Tennessee left, Joe Cummings background, Max Worthington right. Returning from an expected one day mission outfitted with our "basic load." That meant we didn't carry our ruck sack with sleeping and personal gear. Just our combat gear which consisted of our weapon, 23 magazines of ammo [3 bandoleers of 7 mags each, one mag in the weapon, and 1 "fast grab" mag in a pocket or...], helmet, gas mask, some grenades [smoke and fragmentation], water and maybe one meal. Our company was chosen for this mission which turned out be be an unusual duty in a different area. We flew some distance to a new area of operations to carry it out. After securing this hill [the vegetation on the top of which was freshly blown off], we were joined by a Huey with 4 or 5 men asserting to be from military intelligence [M.I.]. Our Company C.O. selected our squad to carry them down to a local village, while he and the company secured the hill. He was obviously more concerned with securing his position on the hill than with the safety of our new M.I. friends. That was good; we needed someplace to come back to... My squad pulled security for our "visitors" while they conducted their business with the villagers. We then carried this girl back to the firebase and the M.I. guys took her out with them on their helicopter... We were then picked up by hueys and returned to our normal area of operations around Dak To. If I ever knew why all this happened, I don't remember. [One person suggested possible Vietcong ties and another thought maybe it was providing medical help for the daughter of someone powerful in the area. But, I'm pretty sure I would have remembered if I had known either to be the case.] Other than very occasionally passing some of them on a trail (and I think that happened only during the couple of weeks we pulled security for the artillery at the bridge between 4th Div. Base Camp and Dak To), this mission was the most involvement I had with South Vietnamese civilians. This and some other assignments made me feel like our company and platoon got picked for a lot of dangerous or unusual jobs. It made me a bit paranoid at the time; thinking someone up the chain of command was trying to get me killed. Retrospectively, I like to think it was because our platoon and my squad was viewed as being willing to get the job done, and capable...

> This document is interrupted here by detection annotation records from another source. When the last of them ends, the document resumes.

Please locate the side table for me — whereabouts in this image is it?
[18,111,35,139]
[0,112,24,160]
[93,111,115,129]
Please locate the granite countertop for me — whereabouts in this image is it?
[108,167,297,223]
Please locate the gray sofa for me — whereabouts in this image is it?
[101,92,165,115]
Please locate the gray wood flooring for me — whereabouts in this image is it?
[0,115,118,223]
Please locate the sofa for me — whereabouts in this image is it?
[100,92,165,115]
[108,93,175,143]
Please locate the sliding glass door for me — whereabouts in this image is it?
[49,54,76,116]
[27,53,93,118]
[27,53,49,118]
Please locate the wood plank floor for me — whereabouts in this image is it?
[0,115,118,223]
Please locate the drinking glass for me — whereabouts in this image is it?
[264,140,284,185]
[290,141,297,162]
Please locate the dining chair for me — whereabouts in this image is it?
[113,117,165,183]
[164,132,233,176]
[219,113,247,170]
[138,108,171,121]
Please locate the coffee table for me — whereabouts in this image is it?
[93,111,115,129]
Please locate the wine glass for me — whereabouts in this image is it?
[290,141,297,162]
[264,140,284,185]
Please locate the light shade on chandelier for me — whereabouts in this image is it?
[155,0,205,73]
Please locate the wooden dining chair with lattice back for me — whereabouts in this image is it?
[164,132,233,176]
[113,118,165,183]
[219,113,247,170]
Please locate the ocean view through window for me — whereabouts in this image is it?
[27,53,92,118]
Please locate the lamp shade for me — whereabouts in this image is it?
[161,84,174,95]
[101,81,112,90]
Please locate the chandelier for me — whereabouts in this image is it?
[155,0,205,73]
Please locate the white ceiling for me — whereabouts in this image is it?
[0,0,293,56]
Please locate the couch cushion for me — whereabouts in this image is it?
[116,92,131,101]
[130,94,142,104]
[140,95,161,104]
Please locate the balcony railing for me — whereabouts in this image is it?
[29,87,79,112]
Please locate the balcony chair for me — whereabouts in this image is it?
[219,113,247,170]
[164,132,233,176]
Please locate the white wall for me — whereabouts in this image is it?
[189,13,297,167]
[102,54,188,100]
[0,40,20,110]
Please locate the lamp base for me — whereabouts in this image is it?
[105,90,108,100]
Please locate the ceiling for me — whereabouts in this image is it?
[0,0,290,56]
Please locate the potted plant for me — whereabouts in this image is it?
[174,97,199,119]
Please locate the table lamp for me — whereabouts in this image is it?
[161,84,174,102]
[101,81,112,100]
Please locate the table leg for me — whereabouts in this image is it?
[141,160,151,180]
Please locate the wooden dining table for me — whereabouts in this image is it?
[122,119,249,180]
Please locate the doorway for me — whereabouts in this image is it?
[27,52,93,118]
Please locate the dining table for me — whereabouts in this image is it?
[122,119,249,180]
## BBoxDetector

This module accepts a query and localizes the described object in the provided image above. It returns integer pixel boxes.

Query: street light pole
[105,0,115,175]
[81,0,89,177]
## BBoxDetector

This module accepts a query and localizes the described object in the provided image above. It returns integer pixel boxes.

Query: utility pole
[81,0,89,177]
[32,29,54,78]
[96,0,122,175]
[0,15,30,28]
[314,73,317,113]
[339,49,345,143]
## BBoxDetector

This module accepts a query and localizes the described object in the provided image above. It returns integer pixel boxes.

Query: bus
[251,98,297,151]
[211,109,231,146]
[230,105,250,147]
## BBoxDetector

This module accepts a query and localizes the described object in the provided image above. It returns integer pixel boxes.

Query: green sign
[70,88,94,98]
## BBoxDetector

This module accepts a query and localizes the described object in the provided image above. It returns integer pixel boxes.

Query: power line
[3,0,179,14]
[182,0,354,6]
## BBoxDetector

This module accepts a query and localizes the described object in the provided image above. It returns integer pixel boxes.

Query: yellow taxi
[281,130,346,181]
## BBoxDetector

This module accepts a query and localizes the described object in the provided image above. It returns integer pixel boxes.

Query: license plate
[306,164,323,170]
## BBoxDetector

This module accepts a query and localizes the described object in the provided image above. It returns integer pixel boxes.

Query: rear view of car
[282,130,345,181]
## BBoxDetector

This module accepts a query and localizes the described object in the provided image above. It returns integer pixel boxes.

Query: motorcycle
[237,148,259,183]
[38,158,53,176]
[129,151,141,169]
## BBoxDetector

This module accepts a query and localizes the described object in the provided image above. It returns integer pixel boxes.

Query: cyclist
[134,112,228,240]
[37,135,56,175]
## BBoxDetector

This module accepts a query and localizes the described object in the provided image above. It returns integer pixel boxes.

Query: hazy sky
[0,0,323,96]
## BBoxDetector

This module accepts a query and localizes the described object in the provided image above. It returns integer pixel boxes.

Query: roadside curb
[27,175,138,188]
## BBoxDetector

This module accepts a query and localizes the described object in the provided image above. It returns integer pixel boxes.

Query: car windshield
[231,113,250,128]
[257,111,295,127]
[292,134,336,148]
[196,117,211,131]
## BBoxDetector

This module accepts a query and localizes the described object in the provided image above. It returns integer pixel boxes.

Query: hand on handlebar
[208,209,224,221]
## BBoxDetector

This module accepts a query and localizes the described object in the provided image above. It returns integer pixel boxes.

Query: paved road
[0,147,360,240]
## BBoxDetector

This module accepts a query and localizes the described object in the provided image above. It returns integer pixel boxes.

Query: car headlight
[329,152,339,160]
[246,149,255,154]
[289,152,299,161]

Joe Cummings left, then Chris Duar,* and Jim Spearman front and 2nd from right. Many of us who took pictures had our family make two copies and send one back so we could trade or give them to others to send home. Don't know who gave me this picture as it was a different format from my camera, but I sent it home as a "short timer" [most of my tour over] marked "39 days and a wakeup". Then, 40 days plus travel later, it was back home trying to return to the life I was so rudely yanked away from. Someone commented there was a lot of missing shirts for a military unit. We were in a combat unit that never saw anyone except NVA soldiers. It was hot!!! I never polished a boot and no one ever mentioned the dress code or worried about who was wearing a shirt. We did stay shaved and clean, however, and our weapons were oiled and spotless inside. One man told me his unit wore their underwear as shorts trying to beat the heat. We always had our loaded weapon in hand or at arms length and needed to be ready to fight. Missing shirt maybe, but short pants wouldn't have been practical for us.
My little daughter Amanda, born after my return from the Nam, constructed a collage (which included the above page) with some of my childhood and teenage pictures in a photo album she put together to describe the life of her daddy; "before Amanda Kay." (Where the dog came from, I don't remember, nor do I remember what became of it. It was obviously not practical for us to keep a puppy. The chopper crews sometimes took a break on the hill. Maybe the dog was with one of them. He seemed to like my freshly cleaned rifle.) I guess when little Amanda thought of her dad's Vietnam days, she liked thinking of him with a puppy. In harmony with the Bible proverb: The love of a little girl for her daddy is the fifth thing "too wonderful" for me!!! [Pro 30:18-19]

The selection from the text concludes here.